Engineering Synaptic Plasticity through the Control of Oxygen Vacancy Concentration for the Improvement of Learning Accuracy in a Ta2O5 Memristor

Ta 2 O 5 memristors exhibit bipolar switching properties attributable to the growth and destruction of oxygen vacancy filaments (OVFs). The transmission properties of biological synapse are mimicked in these memristors. The Ta 2 O 5 memristor that contains numerous oxygen vacancies (OVs) is heated under N 2 at 10 Torr, and it shows high conductance modulation linearity (CML) because the variation of OVF is governed by the redox reaction. The recognition accuracy of artificial neural networks (ANNs) is affected significantly by the CML of the memristor.

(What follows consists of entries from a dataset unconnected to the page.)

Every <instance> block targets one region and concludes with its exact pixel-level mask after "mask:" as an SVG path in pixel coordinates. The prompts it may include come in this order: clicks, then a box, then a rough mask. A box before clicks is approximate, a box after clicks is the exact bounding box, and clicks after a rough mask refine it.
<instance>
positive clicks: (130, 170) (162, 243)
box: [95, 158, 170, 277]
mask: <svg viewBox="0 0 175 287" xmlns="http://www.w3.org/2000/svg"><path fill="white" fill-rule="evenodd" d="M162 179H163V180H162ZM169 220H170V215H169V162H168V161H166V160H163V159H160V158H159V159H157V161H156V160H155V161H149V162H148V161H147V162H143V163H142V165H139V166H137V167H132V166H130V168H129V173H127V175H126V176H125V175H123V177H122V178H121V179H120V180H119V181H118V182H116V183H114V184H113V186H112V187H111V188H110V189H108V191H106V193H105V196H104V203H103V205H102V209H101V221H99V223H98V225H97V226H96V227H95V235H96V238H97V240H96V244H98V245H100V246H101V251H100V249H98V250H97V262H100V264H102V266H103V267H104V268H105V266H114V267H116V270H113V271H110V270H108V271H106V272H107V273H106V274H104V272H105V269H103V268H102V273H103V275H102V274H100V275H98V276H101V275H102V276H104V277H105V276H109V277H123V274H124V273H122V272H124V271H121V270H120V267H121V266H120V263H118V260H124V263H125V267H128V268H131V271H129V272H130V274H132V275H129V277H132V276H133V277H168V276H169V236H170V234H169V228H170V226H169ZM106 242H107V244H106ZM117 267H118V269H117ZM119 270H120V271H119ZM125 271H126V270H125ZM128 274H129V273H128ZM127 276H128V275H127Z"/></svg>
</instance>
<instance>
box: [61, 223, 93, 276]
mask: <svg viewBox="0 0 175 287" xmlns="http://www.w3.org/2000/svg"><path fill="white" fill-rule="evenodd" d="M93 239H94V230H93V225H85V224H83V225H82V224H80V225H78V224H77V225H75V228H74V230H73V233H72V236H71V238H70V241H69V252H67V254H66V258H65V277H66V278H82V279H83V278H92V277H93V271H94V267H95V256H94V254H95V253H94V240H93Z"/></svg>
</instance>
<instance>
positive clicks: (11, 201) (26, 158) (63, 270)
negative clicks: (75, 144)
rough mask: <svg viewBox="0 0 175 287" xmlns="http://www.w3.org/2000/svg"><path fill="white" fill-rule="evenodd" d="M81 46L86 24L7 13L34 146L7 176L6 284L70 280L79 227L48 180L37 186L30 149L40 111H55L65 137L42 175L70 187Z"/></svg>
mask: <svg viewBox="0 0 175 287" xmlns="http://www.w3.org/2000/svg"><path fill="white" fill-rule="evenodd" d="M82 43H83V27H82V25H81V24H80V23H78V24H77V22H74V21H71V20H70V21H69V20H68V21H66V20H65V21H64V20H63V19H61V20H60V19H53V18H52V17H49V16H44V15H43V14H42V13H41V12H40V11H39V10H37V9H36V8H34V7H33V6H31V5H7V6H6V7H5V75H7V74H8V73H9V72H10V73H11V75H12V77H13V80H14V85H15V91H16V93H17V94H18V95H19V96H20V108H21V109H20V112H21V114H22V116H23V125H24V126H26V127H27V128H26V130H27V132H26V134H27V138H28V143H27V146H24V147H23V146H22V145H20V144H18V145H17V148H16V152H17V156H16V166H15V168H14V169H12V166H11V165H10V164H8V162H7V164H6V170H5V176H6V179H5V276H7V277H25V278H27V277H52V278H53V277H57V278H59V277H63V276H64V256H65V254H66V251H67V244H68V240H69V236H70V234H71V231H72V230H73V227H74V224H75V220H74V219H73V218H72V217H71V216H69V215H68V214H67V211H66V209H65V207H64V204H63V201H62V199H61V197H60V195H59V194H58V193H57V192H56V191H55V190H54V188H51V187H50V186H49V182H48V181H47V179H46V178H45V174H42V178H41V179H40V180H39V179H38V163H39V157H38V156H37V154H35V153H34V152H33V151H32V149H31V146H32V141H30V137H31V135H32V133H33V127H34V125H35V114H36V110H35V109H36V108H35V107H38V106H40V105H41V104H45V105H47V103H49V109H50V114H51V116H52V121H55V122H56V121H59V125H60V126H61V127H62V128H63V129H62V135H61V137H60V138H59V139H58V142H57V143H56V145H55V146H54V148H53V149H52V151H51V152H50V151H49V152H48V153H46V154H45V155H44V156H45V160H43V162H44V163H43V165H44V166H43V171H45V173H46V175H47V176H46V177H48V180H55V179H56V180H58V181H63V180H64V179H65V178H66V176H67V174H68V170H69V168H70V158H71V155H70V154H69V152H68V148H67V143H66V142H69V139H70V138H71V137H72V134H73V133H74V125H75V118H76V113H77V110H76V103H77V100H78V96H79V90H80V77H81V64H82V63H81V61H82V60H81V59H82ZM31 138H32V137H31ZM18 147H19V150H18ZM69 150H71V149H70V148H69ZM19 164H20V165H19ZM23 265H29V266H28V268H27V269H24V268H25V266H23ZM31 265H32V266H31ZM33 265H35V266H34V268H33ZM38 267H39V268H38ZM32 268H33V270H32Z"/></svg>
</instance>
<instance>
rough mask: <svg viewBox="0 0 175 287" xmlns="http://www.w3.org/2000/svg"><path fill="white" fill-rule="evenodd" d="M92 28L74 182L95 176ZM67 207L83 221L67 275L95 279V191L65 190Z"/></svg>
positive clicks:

Simulation using a convolutional neural network reveals that this Ta 2 O 5 memristor exhibits a high learning accuracy of 93% because of its high CML. Spike-timing-dependent plasticity (STDP) was realized in Ta 2 O 5 memristors. The change rate of synaptic weight variation in the STDP curve, which is also related to the learning accuracy of ANNs, is large in the Ta 2 O 5 memristor heated under N 2 at 10 Torr; this confirms that this memristor has a good learning accuracy. Spike rate-dependent plasticity and the transition from short-term plasticity to long-term plasticity are observed in Ta 2 O 5 memristors. Further, they were obtained at a small potentiation spike in a Ta 2 O 5 memristor heated under N 2 at 10 Torr because numerous OVs exist in this memristor. • Ta 2 O 5 memristor annealed under N 2 at 10 Torr has numerous oxygen vacancies. • Growth of oxygen vacancy filament is explained via the redox reaction. • Ta 2 O 5 memristor showed a high conductance modulation linearity. • Ta 2 O 5 memristor exhibits a high learning accuracy of 93%.